Long story short, if carriers starting charging some flavor of reasonable rates that approximate cost (such as would occur in a
perfectly competitive market whereas what the US has more closely approximates an
oligopoly) then
a majority of the high revenue corporate users who have $50/monthly data plans on their blackberries would all of a sudden be paying [perhaps] $5/month since they use all but a couple megabytes a month.
Further, like with voice, the true
cost driver of, virtually any data use, is the maximum available bandwidth (and, to varying extents, the underlying quality of service/latency on the connection). Not all phone calls use the same amount of data but they are billed the same (e.g. if you had a long phone call where you are on hold with silence for a long time, that silence is largely compressed).
The carriers realized that most phone calls use a similar amount of data per minute. Accordingly, they decided that a reasonable and intuitive proxy to charge by bandwidth is to charge by peak or off-peak minute. They understand, like with the blackberry business users, that people have a different demand curve (i.e. they are less cost conscious, on average) during business hours for a variety of reasons.
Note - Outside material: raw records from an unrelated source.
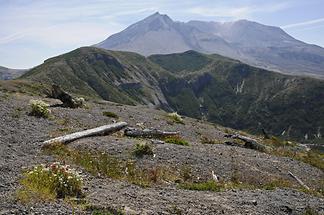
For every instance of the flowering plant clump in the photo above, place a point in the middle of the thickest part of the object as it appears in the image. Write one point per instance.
(39, 108)
(55, 180)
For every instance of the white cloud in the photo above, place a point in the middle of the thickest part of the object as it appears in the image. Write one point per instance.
(304, 24)
(237, 12)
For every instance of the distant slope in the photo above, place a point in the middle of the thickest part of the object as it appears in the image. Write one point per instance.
(259, 45)
(243, 97)
(210, 87)
(7, 74)
(116, 76)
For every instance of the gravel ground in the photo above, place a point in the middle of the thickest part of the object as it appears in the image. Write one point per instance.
(21, 138)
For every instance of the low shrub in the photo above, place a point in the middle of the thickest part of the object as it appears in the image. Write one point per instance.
(39, 109)
(206, 140)
(141, 149)
(175, 117)
(50, 182)
(202, 186)
(98, 163)
(110, 114)
(176, 140)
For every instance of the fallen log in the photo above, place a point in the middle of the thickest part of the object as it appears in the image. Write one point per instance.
(102, 130)
(149, 133)
(248, 142)
(299, 181)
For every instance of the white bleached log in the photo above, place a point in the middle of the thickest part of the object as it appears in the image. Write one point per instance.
(102, 130)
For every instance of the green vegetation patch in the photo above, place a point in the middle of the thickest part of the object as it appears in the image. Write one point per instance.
(141, 149)
(110, 114)
(47, 182)
(176, 140)
(206, 140)
(39, 109)
(98, 163)
(176, 118)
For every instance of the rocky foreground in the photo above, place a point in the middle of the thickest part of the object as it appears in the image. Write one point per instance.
(22, 137)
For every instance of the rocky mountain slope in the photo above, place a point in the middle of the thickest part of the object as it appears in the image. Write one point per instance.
(263, 183)
(209, 87)
(7, 74)
(259, 45)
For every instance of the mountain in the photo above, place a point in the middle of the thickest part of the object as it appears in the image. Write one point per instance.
(259, 45)
(123, 77)
(7, 74)
(209, 87)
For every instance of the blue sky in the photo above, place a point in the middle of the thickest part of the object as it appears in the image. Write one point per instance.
(34, 30)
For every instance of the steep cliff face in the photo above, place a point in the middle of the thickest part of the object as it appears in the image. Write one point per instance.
(211, 87)
(259, 45)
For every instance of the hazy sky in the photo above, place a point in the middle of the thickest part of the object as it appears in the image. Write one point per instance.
(34, 30)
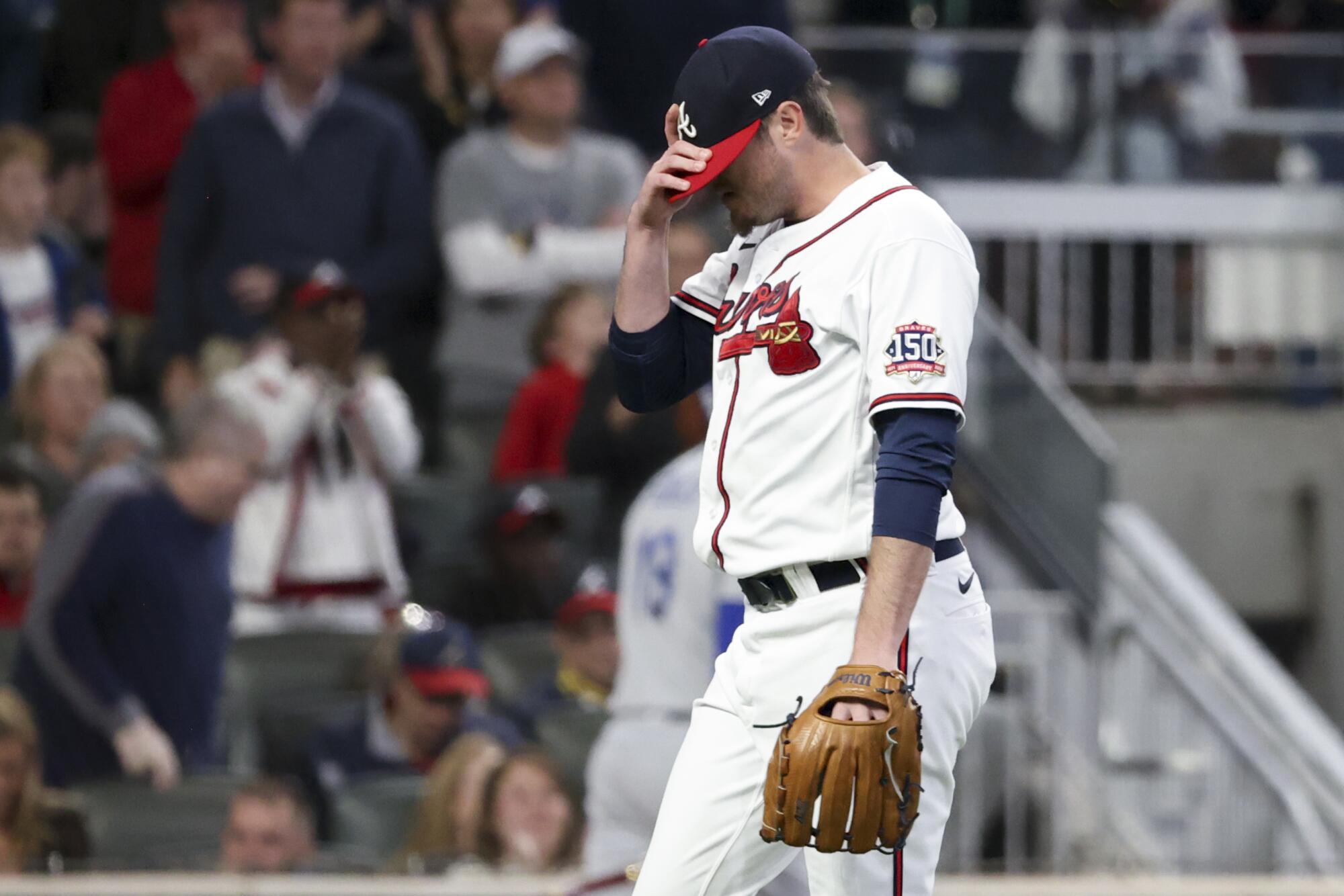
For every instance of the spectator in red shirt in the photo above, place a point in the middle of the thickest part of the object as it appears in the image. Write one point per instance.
(565, 345)
(147, 112)
(22, 529)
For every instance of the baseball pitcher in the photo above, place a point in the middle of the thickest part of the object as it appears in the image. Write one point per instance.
(835, 331)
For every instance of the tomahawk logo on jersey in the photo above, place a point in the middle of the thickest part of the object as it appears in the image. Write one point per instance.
(819, 326)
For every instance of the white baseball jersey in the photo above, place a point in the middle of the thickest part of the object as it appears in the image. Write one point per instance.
(819, 326)
(675, 615)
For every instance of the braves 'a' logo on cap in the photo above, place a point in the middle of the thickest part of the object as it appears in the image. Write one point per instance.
(685, 130)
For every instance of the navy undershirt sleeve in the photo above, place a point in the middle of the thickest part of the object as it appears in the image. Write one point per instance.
(916, 455)
(663, 365)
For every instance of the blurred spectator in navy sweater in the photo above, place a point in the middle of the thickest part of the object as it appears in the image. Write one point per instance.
(278, 179)
(147, 114)
(124, 644)
(429, 691)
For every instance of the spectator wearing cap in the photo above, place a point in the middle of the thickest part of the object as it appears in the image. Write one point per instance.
(315, 543)
(22, 529)
(119, 433)
(525, 209)
(588, 652)
(433, 694)
(525, 568)
(147, 112)
(123, 648)
(566, 341)
(278, 179)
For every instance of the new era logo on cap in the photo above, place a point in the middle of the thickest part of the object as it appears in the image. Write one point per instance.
(732, 83)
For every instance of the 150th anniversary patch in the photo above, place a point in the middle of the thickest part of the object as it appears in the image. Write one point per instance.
(916, 350)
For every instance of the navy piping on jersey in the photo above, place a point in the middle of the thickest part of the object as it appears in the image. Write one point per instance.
(737, 366)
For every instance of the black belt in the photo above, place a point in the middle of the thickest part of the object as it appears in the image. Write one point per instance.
(772, 590)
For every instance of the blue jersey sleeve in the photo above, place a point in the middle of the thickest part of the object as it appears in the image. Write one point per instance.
(663, 365)
(916, 455)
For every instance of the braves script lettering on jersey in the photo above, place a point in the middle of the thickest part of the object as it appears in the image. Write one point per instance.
(819, 326)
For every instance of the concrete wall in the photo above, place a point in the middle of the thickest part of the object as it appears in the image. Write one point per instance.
(1256, 498)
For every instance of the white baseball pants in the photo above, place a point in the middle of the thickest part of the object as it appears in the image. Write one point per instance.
(627, 772)
(708, 839)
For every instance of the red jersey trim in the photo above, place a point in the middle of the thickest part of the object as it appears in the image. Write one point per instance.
(737, 362)
(916, 397)
(700, 304)
(724, 447)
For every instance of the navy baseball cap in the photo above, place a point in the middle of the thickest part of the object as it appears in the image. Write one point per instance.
(443, 662)
(729, 85)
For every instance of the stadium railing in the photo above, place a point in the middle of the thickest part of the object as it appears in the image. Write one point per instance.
(1166, 287)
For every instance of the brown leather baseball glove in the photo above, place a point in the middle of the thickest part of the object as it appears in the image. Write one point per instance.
(847, 787)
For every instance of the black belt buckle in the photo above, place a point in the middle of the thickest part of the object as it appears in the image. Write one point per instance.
(768, 593)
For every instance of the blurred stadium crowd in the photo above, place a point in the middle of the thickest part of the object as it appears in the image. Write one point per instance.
(390, 232)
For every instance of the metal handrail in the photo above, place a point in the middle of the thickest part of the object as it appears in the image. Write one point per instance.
(1241, 688)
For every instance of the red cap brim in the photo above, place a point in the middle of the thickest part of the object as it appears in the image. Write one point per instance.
(724, 154)
(448, 682)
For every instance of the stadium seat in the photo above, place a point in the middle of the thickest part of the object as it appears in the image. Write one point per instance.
(136, 828)
(517, 658)
(569, 734)
(9, 651)
(373, 815)
(580, 499)
(437, 517)
(280, 688)
(437, 514)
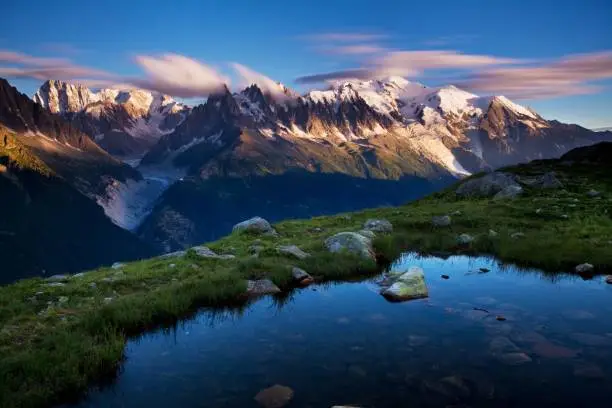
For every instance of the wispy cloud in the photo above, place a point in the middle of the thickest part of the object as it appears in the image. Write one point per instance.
(179, 76)
(343, 37)
(409, 63)
(571, 75)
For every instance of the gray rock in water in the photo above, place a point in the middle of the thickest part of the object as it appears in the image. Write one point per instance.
(301, 276)
(487, 185)
(593, 193)
(367, 233)
(509, 192)
(465, 239)
(255, 225)
(441, 221)
(378, 225)
(293, 251)
(584, 268)
(58, 278)
(351, 242)
(261, 287)
(276, 396)
(405, 286)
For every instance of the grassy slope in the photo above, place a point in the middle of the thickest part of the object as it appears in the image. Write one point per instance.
(50, 352)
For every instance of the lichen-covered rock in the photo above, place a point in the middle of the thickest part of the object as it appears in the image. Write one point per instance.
(441, 221)
(293, 251)
(378, 225)
(261, 287)
(405, 286)
(465, 239)
(487, 185)
(509, 192)
(301, 276)
(367, 233)
(256, 225)
(350, 242)
(206, 252)
(585, 268)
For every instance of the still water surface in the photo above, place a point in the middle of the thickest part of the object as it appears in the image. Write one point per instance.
(345, 344)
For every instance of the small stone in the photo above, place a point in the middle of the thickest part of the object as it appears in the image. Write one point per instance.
(301, 276)
(441, 221)
(465, 239)
(276, 396)
(261, 287)
(293, 251)
(584, 268)
(378, 225)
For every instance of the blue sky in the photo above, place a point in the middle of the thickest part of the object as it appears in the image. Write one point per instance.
(276, 37)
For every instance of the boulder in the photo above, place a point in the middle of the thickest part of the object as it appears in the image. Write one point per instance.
(350, 242)
(378, 225)
(464, 239)
(548, 180)
(256, 225)
(206, 252)
(276, 396)
(293, 251)
(441, 221)
(261, 287)
(301, 276)
(584, 268)
(510, 192)
(405, 286)
(487, 185)
(367, 233)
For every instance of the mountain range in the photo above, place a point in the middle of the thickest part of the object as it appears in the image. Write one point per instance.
(266, 150)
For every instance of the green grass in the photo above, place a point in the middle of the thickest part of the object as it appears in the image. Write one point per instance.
(49, 353)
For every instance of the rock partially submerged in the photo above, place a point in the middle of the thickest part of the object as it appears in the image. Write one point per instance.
(378, 225)
(261, 287)
(301, 276)
(402, 286)
(276, 396)
(487, 185)
(584, 268)
(351, 242)
(293, 251)
(255, 225)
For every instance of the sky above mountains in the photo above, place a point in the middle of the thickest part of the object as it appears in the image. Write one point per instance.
(554, 56)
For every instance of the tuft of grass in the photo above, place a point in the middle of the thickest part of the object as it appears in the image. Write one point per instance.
(57, 341)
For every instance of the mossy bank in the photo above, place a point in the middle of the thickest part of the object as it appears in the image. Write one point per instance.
(59, 337)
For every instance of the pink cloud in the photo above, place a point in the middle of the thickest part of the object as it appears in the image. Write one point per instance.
(571, 75)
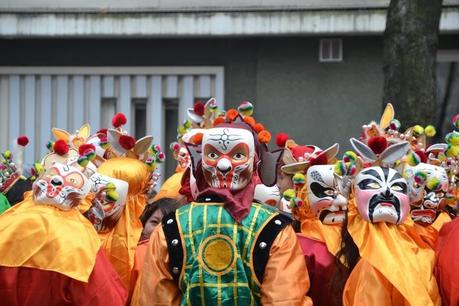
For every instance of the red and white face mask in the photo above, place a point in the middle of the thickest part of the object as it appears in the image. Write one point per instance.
(228, 157)
(327, 194)
(61, 185)
(382, 195)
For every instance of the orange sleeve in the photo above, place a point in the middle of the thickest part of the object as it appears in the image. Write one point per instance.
(367, 286)
(286, 279)
(104, 286)
(157, 286)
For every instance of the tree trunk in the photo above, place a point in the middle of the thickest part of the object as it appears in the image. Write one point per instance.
(410, 47)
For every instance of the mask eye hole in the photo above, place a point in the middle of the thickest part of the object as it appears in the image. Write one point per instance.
(238, 156)
(212, 155)
(75, 180)
(373, 185)
(398, 187)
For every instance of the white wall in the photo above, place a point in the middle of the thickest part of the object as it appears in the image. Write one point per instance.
(35, 99)
(187, 5)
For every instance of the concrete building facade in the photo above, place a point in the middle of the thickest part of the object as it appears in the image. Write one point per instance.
(313, 70)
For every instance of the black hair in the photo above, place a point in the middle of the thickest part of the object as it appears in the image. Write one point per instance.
(166, 205)
(16, 192)
(345, 261)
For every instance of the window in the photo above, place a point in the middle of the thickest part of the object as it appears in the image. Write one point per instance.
(171, 107)
(108, 110)
(140, 117)
(331, 50)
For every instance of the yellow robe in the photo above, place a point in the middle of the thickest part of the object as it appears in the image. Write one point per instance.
(26, 240)
(285, 282)
(396, 265)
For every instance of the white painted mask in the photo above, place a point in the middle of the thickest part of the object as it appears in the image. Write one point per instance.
(326, 194)
(228, 157)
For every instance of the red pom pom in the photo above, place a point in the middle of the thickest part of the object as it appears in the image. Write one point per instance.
(118, 120)
(281, 139)
(422, 156)
(102, 131)
(61, 147)
(198, 108)
(86, 149)
(258, 127)
(127, 142)
(219, 120)
(321, 159)
(378, 144)
(22, 140)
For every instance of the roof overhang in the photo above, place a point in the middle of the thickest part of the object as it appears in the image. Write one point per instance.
(205, 24)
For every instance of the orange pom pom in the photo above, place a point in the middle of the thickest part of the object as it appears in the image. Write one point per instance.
(118, 120)
(197, 139)
(258, 127)
(264, 136)
(219, 120)
(249, 120)
(231, 114)
(281, 139)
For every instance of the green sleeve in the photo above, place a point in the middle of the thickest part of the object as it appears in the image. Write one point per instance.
(4, 204)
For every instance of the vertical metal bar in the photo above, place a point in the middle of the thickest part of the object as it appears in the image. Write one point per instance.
(14, 110)
(62, 103)
(186, 97)
(4, 106)
(94, 102)
(29, 117)
(78, 106)
(45, 113)
(155, 115)
(124, 104)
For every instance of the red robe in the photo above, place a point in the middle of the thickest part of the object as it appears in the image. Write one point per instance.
(33, 287)
(321, 266)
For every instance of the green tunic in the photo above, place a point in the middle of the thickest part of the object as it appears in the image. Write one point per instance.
(4, 204)
(218, 267)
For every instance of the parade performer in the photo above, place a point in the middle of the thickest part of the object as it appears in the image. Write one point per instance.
(51, 254)
(150, 218)
(389, 263)
(318, 200)
(447, 246)
(119, 226)
(223, 249)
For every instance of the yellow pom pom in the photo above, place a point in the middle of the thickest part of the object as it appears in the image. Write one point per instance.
(289, 194)
(452, 151)
(418, 130)
(430, 131)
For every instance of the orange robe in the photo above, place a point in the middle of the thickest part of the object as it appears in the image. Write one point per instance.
(134, 289)
(430, 233)
(170, 188)
(53, 257)
(396, 265)
(285, 282)
(447, 267)
(120, 242)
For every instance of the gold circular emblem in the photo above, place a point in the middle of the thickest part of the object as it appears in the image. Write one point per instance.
(217, 254)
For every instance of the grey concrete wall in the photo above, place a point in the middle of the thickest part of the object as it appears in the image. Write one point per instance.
(319, 103)
(316, 103)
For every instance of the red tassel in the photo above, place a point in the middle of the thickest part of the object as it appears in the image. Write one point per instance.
(127, 142)
(378, 144)
(22, 140)
(281, 139)
(118, 120)
(198, 109)
(61, 147)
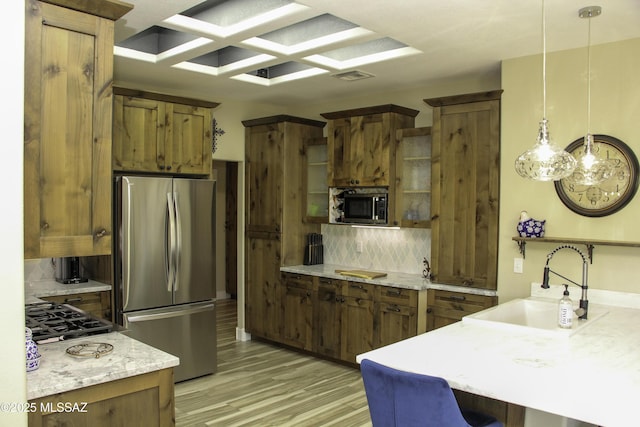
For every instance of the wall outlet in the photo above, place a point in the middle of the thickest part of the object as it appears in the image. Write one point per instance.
(518, 265)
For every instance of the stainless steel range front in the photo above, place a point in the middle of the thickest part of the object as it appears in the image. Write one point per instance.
(51, 322)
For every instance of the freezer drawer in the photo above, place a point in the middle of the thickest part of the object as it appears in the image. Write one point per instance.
(187, 331)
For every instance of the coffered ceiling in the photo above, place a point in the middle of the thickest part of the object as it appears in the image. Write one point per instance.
(292, 52)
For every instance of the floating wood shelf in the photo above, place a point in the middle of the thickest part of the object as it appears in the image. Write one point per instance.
(589, 243)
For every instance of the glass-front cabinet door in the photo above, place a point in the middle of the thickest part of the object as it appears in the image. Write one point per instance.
(413, 177)
(317, 193)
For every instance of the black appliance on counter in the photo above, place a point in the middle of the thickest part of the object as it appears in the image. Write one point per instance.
(68, 270)
(51, 321)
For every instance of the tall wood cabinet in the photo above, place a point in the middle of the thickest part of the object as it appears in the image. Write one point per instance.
(67, 123)
(161, 134)
(465, 168)
(412, 204)
(275, 231)
(361, 144)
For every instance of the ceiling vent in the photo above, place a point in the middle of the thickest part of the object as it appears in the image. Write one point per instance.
(352, 75)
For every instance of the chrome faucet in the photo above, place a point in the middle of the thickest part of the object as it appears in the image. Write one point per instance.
(584, 302)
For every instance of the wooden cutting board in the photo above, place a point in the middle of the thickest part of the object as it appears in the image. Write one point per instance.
(363, 274)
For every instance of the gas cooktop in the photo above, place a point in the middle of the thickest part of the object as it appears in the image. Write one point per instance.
(49, 321)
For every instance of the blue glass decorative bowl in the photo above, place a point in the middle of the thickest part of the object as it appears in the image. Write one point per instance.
(531, 228)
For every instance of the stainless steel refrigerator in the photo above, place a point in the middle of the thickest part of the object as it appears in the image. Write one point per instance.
(164, 259)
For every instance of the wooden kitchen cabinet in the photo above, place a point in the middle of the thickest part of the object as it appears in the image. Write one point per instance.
(357, 320)
(316, 202)
(412, 207)
(447, 307)
(401, 313)
(262, 294)
(97, 304)
(327, 317)
(361, 145)
(340, 318)
(67, 123)
(465, 176)
(160, 133)
(275, 230)
(297, 310)
(148, 397)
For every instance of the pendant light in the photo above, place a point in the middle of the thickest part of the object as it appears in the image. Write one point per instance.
(545, 161)
(591, 169)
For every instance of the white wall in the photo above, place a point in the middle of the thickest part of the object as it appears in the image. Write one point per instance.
(12, 356)
(615, 109)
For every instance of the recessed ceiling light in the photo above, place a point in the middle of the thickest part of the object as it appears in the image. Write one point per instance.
(352, 75)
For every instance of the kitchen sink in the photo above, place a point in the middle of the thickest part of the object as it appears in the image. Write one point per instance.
(532, 315)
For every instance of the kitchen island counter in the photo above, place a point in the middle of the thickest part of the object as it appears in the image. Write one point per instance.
(60, 372)
(592, 376)
(392, 279)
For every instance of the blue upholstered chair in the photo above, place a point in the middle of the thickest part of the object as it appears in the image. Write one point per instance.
(404, 399)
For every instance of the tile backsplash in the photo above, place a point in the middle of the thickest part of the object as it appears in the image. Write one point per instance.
(382, 248)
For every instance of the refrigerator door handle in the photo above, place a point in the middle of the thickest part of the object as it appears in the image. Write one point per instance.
(178, 241)
(172, 245)
(126, 258)
(133, 318)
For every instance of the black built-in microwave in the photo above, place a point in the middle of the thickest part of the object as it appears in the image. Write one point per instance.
(365, 208)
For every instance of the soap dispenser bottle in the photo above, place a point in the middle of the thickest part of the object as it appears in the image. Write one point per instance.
(565, 310)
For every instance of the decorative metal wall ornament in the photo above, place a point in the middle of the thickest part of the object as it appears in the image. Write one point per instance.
(216, 133)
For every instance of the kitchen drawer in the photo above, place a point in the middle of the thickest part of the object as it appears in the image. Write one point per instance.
(445, 307)
(359, 290)
(399, 296)
(295, 279)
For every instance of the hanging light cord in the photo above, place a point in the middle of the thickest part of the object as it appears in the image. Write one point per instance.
(589, 77)
(544, 64)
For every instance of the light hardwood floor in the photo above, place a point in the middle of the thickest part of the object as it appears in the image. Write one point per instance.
(259, 384)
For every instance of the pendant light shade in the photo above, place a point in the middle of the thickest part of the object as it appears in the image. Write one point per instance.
(591, 169)
(545, 161)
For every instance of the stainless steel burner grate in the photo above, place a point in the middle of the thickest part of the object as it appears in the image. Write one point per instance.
(50, 320)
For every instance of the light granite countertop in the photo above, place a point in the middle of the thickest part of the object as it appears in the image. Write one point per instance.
(393, 279)
(591, 376)
(60, 372)
(47, 288)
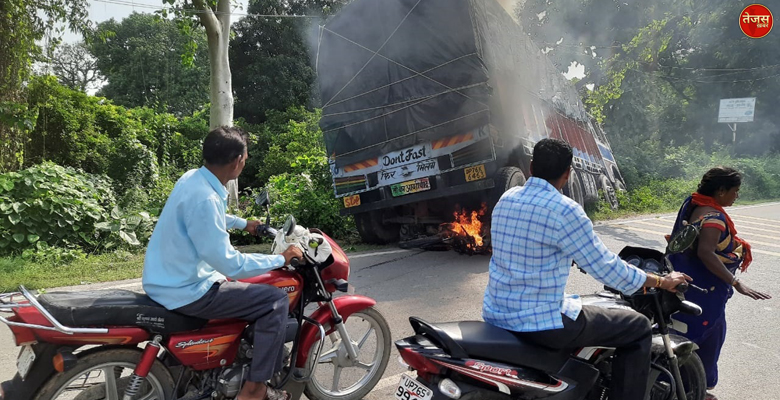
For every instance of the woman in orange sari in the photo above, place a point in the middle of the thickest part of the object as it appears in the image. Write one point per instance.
(713, 263)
With data on the other hand, there isn't a good intuitive proxy
that makes the industry money to split up bandwidth. If carriers implemented something like peak and off-peak rates per megabyte it would decimate the money they are collecting from blackberry users, their cash cows. In fact, blackberry users are further "discriminated" against in that if they access a blackberry enterprise server, there's typically a surcharge from the carrier despite it not costing the carrier anything additional (verizon is guilty of this). This charge would also disappear with such metered usage.
The telecoms are in a tight spot though I'm not losing any sleep over it. They could get away with what they've been doing with some laughably price discrimination based plans (e.g. ~$20 for 10mb of blackberry data or $20 for 250mb of ipad data) or congress could allow some meaningful wireless
carterfone legislation to pass which would eliminate this price discrimination.